Even laws that seem gender neutral can be difficult to apply in nontraditional situations. When this occurs, it often falls to the courts to make these laws work. One example is the way many courts had to adapt traditional notions of “parentage” to apply to children conceived by in vitro fertilization or other advanced methods. These scientific advances have complicated a question that is fundamental to every child custody or support proceeding: “Who are the parents?”
In November 2013, the Florida Supreme Court had the opportunity to consider the question of parentage in a case involving a lesbian couple who had been acting as the parents of a child born in 2004 prior to splitting up in 2006. One partner had donated an egg cell for implantation in the other partner, who carried and birthed the child. The question before the court was whether the donor partner had parental rights to the child, such as the right to seek custody or visitation. A sharply divided court ruled that she did:
- Writing for the majority, Justice Barbara Pariente found that the donor partner had voluntarily assumed parental responsibilities, making her more than just a donor and bringing her outside the application of a 1993 law that severed legal connections between donors and the resulting children. The court recognized that constitutionally protected parent-child relationships can come in many forms.

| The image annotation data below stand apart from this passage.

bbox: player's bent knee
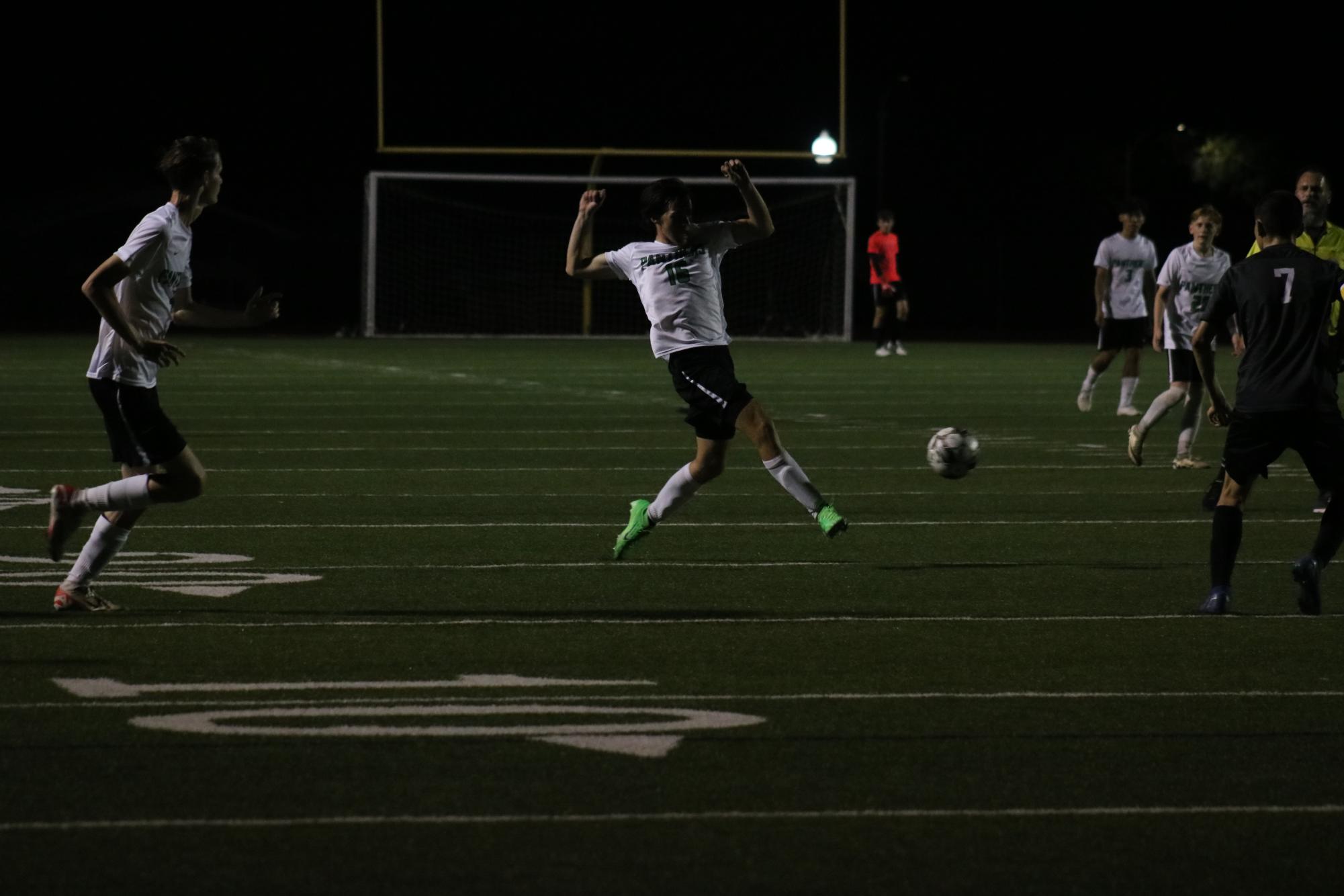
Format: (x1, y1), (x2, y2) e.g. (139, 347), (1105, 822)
(691, 455), (723, 485)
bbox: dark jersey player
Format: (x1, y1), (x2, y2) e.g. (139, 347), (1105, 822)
(1194, 191), (1344, 615)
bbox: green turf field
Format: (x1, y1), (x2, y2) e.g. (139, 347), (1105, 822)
(0, 333), (1344, 895)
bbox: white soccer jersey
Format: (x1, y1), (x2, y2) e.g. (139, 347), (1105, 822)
(606, 220), (737, 357)
(1093, 234), (1157, 321)
(1157, 243), (1233, 351)
(87, 203), (191, 388)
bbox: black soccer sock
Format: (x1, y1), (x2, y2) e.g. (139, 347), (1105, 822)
(1312, 486), (1344, 566)
(1208, 504), (1242, 588)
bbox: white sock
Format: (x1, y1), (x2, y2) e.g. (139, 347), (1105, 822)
(1138, 387), (1185, 433)
(1176, 383), (1204, 455)
(70, 476), (153, 510)
(649, 463), (701, 523)
(62, 513), (130, 590)
(1120, 376), (1138, 407)
(762, 451), (827, 516)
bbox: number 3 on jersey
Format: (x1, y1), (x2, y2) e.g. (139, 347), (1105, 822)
(1274, 267), (1297, 305)
(662, 262), (691, 286)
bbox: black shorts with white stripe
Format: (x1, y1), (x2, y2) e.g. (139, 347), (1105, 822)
(1167, 348), (1202, 383)
(668, 345), (752, 442)
(1097, 317), (1153, 352)
(89, 379), (187, 466)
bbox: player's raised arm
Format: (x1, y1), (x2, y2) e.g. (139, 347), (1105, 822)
(1153, 286), (1171, 352)
(172, 286), (281, 329)
(1093, 267), (1110, 326)
(82, 255), (181, 367)
(719, 159), (774, 246)
(564, 189), (617, 279)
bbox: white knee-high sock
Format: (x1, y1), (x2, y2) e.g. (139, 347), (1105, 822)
(762, 451), (827, 516)
(649, 463), (701, 523)
(64, 513), (130, 588)
(70, 476), (153, 510)
(1138, 387), (1185, 433)
(1120, 376), (1138, 407)
(1176, 383), (1204, 454)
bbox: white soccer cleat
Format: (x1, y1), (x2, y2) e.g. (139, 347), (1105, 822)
(51, 586), (121, 613)
(1129, 426), (1145, 466)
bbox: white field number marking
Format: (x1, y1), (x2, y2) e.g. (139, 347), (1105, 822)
(0, 551), (322, 598)
(52, 674), (765, 759)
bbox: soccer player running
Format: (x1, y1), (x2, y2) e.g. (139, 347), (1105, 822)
(1078, 199), (1157, 416)
(47, 137), (279, 610)
(1192, 191), (1344, 615)
(868, 208), (910, 357)
(1247, 167), (1344, 513)
(564, 159), (848, 559)
(1129, 206), (1233, 470)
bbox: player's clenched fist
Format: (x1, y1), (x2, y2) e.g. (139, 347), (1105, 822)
(579, 189), (606, 216)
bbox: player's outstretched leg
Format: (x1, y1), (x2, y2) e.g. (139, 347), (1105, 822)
(611, 437), (729, 560)
(1199, 476), (1250, 614)
(1293, 486), (1344, 617)
(1172, 380), (1222, 470)
(737, 399), (850, 539)
(1078, 348), (1117, 411)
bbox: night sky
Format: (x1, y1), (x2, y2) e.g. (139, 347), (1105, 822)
(13, 0), (1344, 343)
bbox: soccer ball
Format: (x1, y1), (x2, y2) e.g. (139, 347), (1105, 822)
(929, 426), (980, 480)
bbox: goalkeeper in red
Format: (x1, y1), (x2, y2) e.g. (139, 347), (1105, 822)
(564, 159), (848, 557)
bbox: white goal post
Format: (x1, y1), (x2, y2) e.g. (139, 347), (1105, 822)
(360, 171), (858, 340)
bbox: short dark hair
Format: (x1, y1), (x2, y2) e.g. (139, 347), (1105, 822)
(639, 177), (691, 228)
(1255, 189), (1302, 239)
(159, 137), (219, 189)
(1116, 196), (1148, 218)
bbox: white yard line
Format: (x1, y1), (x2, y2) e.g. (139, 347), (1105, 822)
(0, 681), (1344, 711)
(0, 803), (1344, 833)
(0, 613), (1322, 634)
(0, 516), (1321, 531)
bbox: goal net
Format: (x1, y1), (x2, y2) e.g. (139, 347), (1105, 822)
(363, 171), (855, 339)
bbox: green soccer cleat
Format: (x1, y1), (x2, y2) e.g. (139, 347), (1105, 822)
(611, 498), (653, 560)
(817, 504), (850, 539)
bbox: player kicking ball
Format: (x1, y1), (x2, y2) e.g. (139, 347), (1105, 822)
(564, 159), (848, 559)
(47, 137), (279, 610)
(1129, 206), (1233, 470)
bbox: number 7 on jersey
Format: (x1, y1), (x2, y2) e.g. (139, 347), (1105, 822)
(1274, 267), (1297, 305)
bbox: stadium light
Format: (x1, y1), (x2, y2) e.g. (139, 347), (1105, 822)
(812, 130), (840, 165)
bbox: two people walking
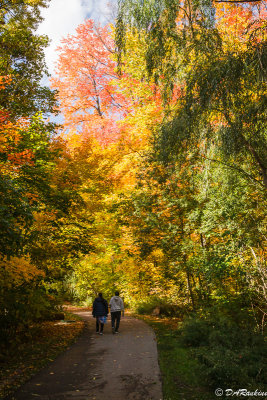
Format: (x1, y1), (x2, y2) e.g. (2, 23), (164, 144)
(93, 291), (124, 335)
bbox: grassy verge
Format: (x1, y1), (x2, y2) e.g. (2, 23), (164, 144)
(0, 313), (84, 399)
(138, 316), (216, 400)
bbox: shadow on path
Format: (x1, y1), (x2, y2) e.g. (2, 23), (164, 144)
(9, 311), (163, 400)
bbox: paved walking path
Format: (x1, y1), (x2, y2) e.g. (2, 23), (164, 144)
(10, 311), (163, 400)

- In a dissenting opinion, Chief Justice Ricky Polston voiced concerns that the decision would curtail the birth mother’s legal rights and was in contravention of society’s history of protecting the “traditional family.”
Florida still does not recognize same-sex marriage or any type of family arrangement outside of conventional marriage. However, Florida family law attorneys should watch closely to see what broader ramifications this important ruling could eventually have, especially in the contexts of custody and support.